FWIW: if/when you ask for one LazyField's real value, it goes ahead and 
populates the values of all the other LazyField's with the same name (so 
no redundent work is done when iterative over al the values of a field in 
the typical flow)

: What do you think about temporary disabling documentCache, for a specific
: query?

I don't see anything wrong with teh idea conceptually, but I'm not sure 
how feasible that would be or have any suggestions to how/where to 
implement it.

I still think you should really consider dialing your documentCache size 
way, way down and test the performance -- even with your multiple 
concurrent requests asking for rows=2000 i suspect you won't see any 
painful increases in response time, and it will most certainly help your 
OOM porblems.


-Hoss

Re: documentCache and lazyFieldLoading

Posted by Isaac Hebsh <is...@gmail.com>.

Thanks Hoss.

1. We currently use Solr 4.3.0.
2. I understand this architecture of LazyFields, but i did not understand
why multiple LazyFields should be created for the multivalued field. You
can't load a part of them. If you request the field, you will get ALL of
its values. so 100 (or more) placeholders are not necessary in this case.
Moreover, why should Solr KNOW how much values are in that unloaded field?
3. In our poor case, we might handle some concurrent queries, each one
requests rows=2000.

What do you think about temporary disabling documentCache, for a specific
query?

On Thu, Aug 29, 2013 at 10:11 PM, Chris Hostetter
<ho...@fucit.org>wrote:

>
> : The main issue we found was a lot of millions of LazyField instances,
> : taking ~2GB of memory, even though queries request about 10 small fields
> : only.
>
> which version of Solr are you using?  there was a really bad bug with
> lazyFieldLoading fixed in Solr 4.2.1 (SOLR-4589)
>
> : We've found that LazyDocument creates a LazyField object for every item
> in
> : a multivalued field, even if do not want this field.
>
> right, that's exactly how lazyFieldLoading is designed to work -- instead
> of loading the full field values into ram, only a small LazyField object
> is loaded in it's place and that LazyField only fetches the underlying
> data if/when it's requested.
>
> If the LazyField instances weren't created as placeholders, subsequent
> requests for the document that *might* request additional fields (beyond
> the "10 small fields" that were requested the first time) would have no
> way of knowing if/when those additional fields existed to be able to fetch
> them from the index.
>
> : In our case, documentCache was configured to 32000. There are 2 cores per
> : node, so 64000 LazyDocument instances are in memory. This is pretty big
> : number, and we'll reduce it.
>
> FWIW: Even at 1/10 that size, that seems like a ridiculously large
> documentCache to me.
>
>
> -Hoss
>

Re: documentCache and lazyFieldLoading

Posted by Chris Hostetter <ho...@fucit.org>.

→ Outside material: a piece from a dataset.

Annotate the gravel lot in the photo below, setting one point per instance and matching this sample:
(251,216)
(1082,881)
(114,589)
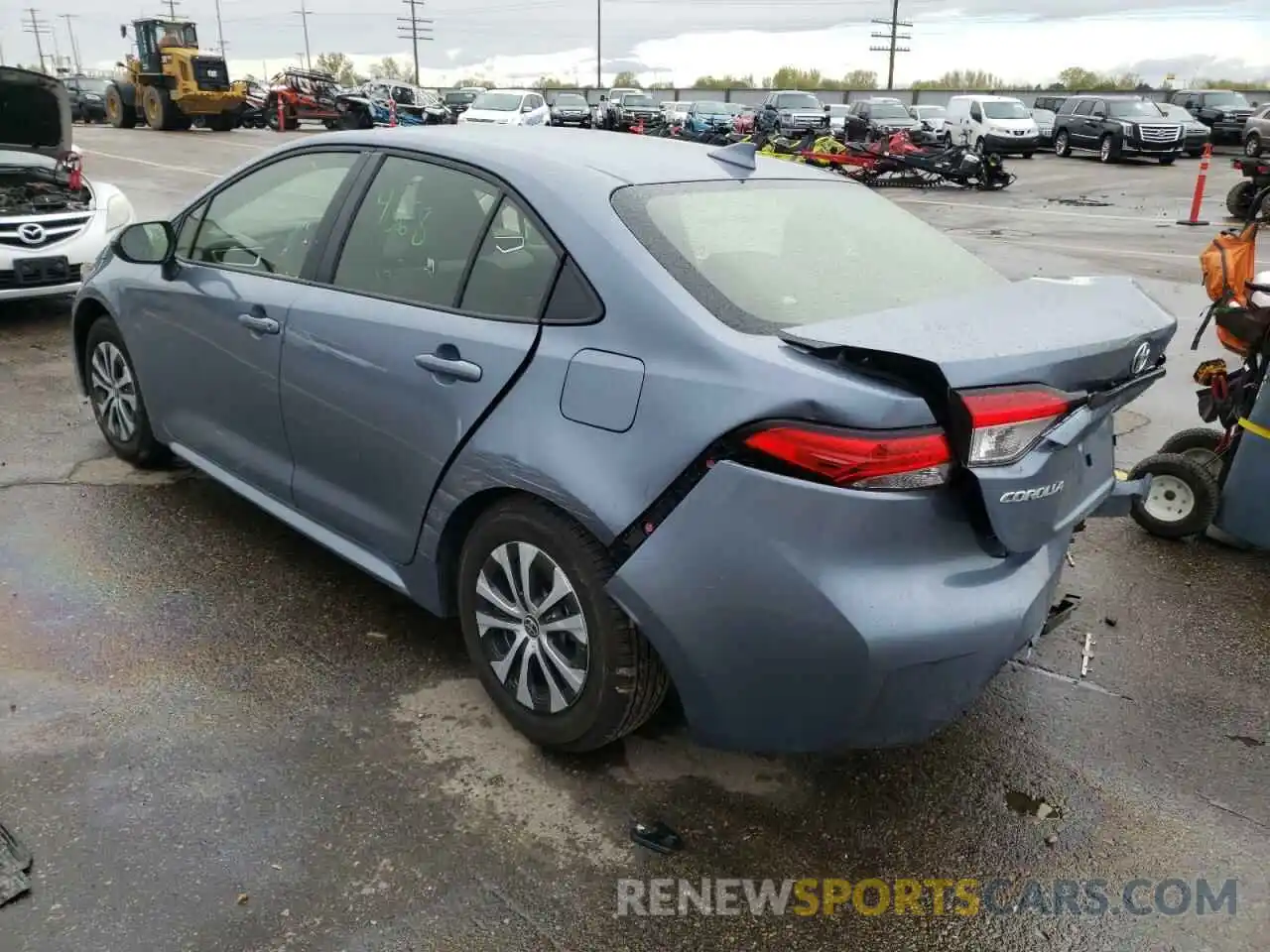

: The main issue we found was a lot of millions of LazyField instances,
: taking ~2GB of memory, even though queries request about 10 small fields
: only.

which version of Solr are you using?  there was a really bad bug with 
lazyFieldLoading fixed in Solr 4.2.1 (SOLR-4589)

: We've found that LazyDocument creates a LazyField object for every item in
: a multivalued field, even if do not want this field.

right, that's exactly how lazyFieldLoading is designed to work -- instead 
of loading the full field values into ram, only a small LazyField object 
is loaded in it's place and that LazyField only fetches the underlying 
data if/when it's requested.

If the LazyField instances weren't created as placeholders, subsequent 
requests for the document that *might* request additional fields (beyond 
the "10 small fields" that were requested the first time) would have no 
way of knowing if/when those additional fields existed to be able to fetch 
them from the index.

: In our case, documentCache was configured to 32000. There are 2 cores per
: node, so 64000 LazyDocument instances are in memory. This is pretty big
: number, and we'll reduce it.

FWIW: Even at 1/10 that size, that seems like a ridiculously large 
documentCache to me.


-Hoss